2016 is the year that brands and OEMs were claiming as the year that Virtual Reality will finally go “mainstream”. We’ve seen a lot of products hit the shelves, both digital and physical, and consumers are willing to try and see what the fuss is about, but we’ve probably barely scratched the surface when it comes to VR. Google’s Daydream Labs for instance has been testing out social interactions in VR, trying to figure out what is acceptable and uncomfortable when it comes to how we interact with other people in the virtual world.

Developers and designers of VR apps and games will of course need to understand how actual people react in VR situations in order to create better experiences in their creations. Because VR is still something fairly new, there are still no specific social norms that everyone is following.
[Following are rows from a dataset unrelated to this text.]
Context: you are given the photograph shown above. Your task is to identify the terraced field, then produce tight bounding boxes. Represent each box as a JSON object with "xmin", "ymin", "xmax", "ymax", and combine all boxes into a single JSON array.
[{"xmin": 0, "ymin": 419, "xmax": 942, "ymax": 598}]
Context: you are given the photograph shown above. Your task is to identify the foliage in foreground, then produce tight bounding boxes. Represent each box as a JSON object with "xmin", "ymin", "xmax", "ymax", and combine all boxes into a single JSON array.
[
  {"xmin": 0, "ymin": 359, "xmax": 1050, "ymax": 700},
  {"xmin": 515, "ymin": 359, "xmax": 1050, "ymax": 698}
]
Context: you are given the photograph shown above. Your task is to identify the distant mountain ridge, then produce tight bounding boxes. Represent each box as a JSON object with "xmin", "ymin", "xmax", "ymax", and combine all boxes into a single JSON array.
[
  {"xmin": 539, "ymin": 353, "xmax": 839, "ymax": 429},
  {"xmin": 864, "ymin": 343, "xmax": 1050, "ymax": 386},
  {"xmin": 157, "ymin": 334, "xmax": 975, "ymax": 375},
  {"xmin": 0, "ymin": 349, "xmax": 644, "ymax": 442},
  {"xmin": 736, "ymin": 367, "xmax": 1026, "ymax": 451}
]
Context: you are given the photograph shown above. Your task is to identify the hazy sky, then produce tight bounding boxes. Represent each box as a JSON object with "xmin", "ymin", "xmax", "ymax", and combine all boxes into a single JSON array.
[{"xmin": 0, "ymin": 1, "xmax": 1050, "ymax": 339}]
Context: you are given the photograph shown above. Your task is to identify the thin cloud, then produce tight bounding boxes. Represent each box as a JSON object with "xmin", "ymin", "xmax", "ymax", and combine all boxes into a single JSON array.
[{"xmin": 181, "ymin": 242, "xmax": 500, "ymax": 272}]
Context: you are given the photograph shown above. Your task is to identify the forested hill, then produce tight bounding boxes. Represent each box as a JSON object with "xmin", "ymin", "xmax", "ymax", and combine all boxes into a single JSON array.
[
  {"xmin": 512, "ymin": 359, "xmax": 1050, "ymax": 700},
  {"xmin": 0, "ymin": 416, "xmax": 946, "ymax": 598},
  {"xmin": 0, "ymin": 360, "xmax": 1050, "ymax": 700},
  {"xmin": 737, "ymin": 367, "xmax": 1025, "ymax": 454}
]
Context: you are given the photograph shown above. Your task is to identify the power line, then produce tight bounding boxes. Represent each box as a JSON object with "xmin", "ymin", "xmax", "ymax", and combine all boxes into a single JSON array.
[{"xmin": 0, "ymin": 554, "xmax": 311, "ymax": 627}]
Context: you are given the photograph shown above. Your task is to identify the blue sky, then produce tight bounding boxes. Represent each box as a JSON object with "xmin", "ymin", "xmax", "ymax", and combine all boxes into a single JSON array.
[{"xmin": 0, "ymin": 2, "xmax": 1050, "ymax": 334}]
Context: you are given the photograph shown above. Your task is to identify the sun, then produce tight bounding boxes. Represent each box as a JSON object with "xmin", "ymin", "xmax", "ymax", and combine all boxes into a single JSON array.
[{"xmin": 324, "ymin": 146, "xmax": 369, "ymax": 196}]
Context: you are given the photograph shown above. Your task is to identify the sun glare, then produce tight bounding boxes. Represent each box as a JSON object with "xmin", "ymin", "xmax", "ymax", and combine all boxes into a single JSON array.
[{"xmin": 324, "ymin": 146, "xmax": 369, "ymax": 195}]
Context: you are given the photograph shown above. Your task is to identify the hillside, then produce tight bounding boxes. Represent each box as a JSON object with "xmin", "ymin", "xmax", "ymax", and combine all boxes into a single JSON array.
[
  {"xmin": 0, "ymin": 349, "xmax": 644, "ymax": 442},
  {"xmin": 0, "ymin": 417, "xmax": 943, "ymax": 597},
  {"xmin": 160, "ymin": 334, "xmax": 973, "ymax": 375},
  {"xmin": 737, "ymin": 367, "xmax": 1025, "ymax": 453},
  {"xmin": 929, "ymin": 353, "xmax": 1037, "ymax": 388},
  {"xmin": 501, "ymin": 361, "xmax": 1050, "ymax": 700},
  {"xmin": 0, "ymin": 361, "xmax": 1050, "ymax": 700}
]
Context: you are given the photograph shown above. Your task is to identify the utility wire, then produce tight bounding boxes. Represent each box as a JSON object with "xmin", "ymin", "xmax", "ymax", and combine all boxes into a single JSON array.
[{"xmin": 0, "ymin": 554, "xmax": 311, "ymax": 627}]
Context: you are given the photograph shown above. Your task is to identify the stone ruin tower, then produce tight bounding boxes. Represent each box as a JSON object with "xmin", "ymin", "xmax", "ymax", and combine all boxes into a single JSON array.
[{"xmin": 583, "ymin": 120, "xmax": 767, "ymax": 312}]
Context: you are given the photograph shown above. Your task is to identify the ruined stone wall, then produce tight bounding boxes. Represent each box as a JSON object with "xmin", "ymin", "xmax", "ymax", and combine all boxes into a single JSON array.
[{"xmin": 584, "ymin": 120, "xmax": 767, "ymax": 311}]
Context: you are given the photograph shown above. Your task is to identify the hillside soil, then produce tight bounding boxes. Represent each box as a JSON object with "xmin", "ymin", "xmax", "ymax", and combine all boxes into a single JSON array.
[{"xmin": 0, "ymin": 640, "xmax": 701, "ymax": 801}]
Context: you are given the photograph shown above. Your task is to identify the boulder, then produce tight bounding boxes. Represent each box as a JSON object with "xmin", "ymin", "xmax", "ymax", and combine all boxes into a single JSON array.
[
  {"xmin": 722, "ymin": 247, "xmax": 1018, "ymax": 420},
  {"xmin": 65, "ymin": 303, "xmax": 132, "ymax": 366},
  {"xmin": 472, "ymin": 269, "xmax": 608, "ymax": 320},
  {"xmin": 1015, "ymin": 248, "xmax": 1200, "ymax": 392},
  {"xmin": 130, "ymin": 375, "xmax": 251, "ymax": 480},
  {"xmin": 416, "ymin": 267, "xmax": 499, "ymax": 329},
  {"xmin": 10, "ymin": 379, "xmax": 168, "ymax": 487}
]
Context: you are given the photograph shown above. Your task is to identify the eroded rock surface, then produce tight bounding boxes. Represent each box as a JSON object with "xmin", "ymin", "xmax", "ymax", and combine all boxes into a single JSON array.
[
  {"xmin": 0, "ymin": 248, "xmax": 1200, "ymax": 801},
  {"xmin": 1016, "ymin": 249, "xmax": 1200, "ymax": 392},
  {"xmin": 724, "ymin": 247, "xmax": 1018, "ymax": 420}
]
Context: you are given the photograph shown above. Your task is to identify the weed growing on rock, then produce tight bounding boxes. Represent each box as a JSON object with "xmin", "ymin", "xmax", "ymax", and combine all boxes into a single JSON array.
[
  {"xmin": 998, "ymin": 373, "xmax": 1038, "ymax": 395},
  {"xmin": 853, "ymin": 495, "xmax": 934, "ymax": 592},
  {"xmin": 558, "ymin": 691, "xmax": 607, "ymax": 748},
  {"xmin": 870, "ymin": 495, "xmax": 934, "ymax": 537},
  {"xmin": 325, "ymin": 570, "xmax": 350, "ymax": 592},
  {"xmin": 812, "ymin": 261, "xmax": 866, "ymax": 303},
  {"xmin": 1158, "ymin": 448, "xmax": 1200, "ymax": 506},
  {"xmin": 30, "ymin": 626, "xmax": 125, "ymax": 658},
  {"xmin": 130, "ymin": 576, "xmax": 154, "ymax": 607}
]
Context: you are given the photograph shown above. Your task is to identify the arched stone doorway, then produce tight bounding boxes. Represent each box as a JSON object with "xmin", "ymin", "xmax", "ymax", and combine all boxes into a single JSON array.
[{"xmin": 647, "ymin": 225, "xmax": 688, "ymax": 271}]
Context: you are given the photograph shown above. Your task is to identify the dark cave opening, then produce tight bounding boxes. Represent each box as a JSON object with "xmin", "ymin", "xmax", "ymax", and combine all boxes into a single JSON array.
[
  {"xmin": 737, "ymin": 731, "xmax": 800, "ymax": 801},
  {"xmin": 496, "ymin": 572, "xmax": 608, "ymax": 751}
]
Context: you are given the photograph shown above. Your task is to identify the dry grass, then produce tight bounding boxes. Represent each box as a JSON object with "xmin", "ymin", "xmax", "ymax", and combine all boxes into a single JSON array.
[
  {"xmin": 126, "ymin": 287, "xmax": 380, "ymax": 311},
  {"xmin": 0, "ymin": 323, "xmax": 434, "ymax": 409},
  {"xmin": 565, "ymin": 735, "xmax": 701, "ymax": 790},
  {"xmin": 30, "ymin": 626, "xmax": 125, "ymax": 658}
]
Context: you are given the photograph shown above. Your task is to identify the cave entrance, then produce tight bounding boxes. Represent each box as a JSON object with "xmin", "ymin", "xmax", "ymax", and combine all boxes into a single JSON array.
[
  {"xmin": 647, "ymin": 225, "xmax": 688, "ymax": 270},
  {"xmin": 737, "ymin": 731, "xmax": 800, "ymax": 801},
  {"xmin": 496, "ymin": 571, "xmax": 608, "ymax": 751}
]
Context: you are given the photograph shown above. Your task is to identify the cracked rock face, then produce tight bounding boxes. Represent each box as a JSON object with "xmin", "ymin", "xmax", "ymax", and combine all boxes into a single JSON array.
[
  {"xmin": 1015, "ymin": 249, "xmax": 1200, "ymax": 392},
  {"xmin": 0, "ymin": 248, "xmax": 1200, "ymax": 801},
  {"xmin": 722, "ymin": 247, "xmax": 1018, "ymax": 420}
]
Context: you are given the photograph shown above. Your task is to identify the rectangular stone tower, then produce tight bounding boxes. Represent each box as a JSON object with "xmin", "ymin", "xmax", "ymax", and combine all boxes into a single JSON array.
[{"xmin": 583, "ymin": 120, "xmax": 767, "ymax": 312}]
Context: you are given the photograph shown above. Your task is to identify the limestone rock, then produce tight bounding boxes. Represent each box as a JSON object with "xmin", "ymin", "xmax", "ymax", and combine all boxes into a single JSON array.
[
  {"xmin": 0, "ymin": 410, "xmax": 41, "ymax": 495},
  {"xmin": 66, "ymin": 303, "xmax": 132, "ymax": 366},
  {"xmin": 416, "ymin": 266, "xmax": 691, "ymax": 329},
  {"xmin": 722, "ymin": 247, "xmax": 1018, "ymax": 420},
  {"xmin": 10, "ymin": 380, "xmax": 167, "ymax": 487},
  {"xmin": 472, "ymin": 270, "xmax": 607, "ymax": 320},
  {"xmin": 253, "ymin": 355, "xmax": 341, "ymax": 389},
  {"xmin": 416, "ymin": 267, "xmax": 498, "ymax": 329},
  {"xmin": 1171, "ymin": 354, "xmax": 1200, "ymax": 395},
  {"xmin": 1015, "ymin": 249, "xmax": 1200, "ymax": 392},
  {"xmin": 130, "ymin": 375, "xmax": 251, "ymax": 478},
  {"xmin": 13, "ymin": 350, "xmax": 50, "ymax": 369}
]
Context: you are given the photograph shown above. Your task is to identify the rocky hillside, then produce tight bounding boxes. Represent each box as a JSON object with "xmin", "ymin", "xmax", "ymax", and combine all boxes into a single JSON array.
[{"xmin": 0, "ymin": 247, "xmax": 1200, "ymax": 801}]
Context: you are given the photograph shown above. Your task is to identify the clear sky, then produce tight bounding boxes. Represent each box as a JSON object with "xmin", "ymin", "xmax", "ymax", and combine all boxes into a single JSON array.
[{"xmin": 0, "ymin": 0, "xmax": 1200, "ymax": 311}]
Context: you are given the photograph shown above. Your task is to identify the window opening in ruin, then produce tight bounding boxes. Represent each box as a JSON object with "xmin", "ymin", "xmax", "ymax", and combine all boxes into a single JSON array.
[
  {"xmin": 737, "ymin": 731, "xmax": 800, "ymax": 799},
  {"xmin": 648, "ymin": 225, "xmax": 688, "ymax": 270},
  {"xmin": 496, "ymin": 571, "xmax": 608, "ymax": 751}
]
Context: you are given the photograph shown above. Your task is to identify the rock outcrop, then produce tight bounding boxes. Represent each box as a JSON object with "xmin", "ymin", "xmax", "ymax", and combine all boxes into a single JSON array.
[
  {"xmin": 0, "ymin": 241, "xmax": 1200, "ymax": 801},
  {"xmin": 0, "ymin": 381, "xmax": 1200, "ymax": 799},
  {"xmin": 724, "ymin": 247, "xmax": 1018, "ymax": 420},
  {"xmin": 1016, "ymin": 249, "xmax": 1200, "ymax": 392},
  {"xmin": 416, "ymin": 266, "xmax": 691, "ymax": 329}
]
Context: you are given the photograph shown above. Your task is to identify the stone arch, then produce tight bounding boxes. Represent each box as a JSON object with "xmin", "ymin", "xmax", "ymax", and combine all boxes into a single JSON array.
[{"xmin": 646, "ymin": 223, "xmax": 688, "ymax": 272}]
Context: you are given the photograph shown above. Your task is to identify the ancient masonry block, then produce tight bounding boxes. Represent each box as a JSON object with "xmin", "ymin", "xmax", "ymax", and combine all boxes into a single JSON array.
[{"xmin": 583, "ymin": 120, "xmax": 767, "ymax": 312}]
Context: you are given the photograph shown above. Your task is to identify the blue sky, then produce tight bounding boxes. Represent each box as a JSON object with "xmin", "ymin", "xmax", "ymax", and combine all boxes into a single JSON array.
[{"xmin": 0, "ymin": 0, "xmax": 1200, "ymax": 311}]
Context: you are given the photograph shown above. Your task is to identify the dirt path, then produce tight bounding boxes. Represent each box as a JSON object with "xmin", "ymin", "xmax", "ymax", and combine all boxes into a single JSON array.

In fact, people will want to test the limits of the VR experience, with some trying to see what they “can get away with”. And so it is important that we try to understand what makes people uncomfortable and unsafe in the VR world.

Some of the experiments that Daydream Labs have been doing involves shopping in a virtual store in HTC Vive where there was no limit on how you could place a virtual accessory. Not surprisingly, sticking something in front of someone’s eyes may not be the greatest thing as it can actually make someone take off their headset and leave the VR game if something is blocking their view. Protecting someone’s safety, even in the VR world, is also important, as seen in their Poker experiment.

Just like in real life, rewarding positive behavior is enough incentive for some people to do something. Interacting positively, like high-fiving or shaking hands or giving platonic hugs can be rewarded with virtual items, while doing something negative like hitting or punching somebody can result in nothing or even a punishment. It should be interesting to read about and even watch further experiments that Daydream Labs will do.